Downtime for System Admin updates to a High Availability (HA) cluster

Boy, I wish everyone would weigh in with these kinds of things to watch out for on this thread - maybe even a Wiki article listing the ways you can commit cluster Hari-Kari!

I really like having it as an option for the paranoid, but I wish the maintenance were a little less fraught - I have complete spare machines for all my installed units and dead-2-working for any customer is no more than the drive time to get there with a replacement but some places have to have this as a line-item to check off.

I have no fear of working on my stand-alone boxes - there is nothing I haven’t seen and can’t fix, but the cluster is a whole different beast.

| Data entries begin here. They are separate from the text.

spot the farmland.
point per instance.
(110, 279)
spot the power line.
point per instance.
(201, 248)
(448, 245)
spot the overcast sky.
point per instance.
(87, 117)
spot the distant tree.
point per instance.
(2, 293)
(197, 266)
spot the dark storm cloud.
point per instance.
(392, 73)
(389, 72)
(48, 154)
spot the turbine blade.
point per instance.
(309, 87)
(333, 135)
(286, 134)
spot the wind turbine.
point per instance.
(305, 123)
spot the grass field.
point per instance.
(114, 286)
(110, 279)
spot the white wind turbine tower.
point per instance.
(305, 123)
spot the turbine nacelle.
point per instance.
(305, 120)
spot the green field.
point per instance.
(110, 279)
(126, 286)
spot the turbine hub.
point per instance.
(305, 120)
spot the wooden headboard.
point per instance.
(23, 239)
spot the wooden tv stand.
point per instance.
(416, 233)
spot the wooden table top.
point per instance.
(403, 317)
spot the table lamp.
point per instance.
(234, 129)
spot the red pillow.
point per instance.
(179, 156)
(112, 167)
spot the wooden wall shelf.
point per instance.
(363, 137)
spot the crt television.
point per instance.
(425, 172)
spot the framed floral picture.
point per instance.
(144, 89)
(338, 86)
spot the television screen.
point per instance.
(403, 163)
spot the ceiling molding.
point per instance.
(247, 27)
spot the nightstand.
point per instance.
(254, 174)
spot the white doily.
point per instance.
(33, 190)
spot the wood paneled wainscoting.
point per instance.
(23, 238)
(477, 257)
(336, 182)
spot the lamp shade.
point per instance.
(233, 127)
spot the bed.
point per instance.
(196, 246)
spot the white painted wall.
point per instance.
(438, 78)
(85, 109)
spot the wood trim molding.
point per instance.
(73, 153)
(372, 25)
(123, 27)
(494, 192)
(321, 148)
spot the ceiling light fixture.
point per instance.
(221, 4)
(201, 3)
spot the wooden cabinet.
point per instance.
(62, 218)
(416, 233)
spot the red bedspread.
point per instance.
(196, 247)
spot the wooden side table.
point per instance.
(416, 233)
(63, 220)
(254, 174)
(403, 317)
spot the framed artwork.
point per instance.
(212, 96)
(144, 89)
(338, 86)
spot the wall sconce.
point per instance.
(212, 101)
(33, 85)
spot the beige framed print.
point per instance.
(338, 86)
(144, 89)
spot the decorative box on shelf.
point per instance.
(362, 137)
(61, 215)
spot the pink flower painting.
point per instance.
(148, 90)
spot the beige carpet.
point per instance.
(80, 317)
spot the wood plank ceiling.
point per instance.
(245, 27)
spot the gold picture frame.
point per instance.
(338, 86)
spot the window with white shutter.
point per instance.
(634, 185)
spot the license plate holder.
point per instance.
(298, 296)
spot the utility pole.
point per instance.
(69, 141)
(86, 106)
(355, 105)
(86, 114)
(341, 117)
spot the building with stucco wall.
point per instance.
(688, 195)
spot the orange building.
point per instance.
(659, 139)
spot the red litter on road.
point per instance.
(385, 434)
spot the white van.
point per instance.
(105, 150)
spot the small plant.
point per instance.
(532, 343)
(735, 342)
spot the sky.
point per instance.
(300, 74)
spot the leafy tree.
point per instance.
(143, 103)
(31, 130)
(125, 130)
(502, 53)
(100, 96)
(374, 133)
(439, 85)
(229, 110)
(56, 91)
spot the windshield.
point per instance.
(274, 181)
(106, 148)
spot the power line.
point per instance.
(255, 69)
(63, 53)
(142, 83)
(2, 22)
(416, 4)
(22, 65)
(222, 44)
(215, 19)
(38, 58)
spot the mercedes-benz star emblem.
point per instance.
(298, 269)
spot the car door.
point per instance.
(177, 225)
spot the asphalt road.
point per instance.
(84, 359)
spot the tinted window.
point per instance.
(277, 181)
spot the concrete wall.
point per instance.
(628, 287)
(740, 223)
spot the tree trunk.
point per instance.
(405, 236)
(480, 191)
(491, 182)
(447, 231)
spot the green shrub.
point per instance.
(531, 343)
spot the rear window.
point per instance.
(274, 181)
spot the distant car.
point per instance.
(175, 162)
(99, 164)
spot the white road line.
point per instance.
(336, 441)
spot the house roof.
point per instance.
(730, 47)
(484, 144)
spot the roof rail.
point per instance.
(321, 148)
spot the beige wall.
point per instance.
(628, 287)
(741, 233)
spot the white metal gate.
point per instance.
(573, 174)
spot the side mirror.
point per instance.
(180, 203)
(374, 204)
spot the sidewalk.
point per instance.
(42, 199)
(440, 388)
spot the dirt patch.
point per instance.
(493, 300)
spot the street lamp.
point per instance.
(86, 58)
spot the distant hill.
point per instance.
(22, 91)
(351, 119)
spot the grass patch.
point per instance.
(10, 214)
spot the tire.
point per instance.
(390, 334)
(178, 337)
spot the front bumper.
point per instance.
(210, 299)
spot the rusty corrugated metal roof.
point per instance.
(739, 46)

Keep posting and I will too!

We actually have two cluster environments (2 servers each) and upgraded them both from 6.12.65 to 10.13.66. The first upgrade on two servers initially seemed to have gone well (we had to kill that process during the upgrade due to a pacemaker bug, but that was expected), but the upgrade on one of the other machines went south. First server was good, but on the other one we had kernel panic, later unwanted node reboots on cluster fail over, etc., but we eventually ended up fixing most of it.

However, since the upgrade, even on those machines where it seemed to have gone well, I feel that HA is now broken and prone to problems. Not very badly broken, but enough for it to be annoying.

Now sysadmin distro upgrades often fail unpredictably and cause unwanted cluster fail overs, requiring manual intervention to bring the cluster back up.

Another problem now is, that on cluster fail overs (not always), some services like Asterisk and httpd won’t start automatically, I get errors, which I have to clear first from command line, and then things will start.

In short, these upgrades messed things up for us a bit, but we are hopeful we can sort it out.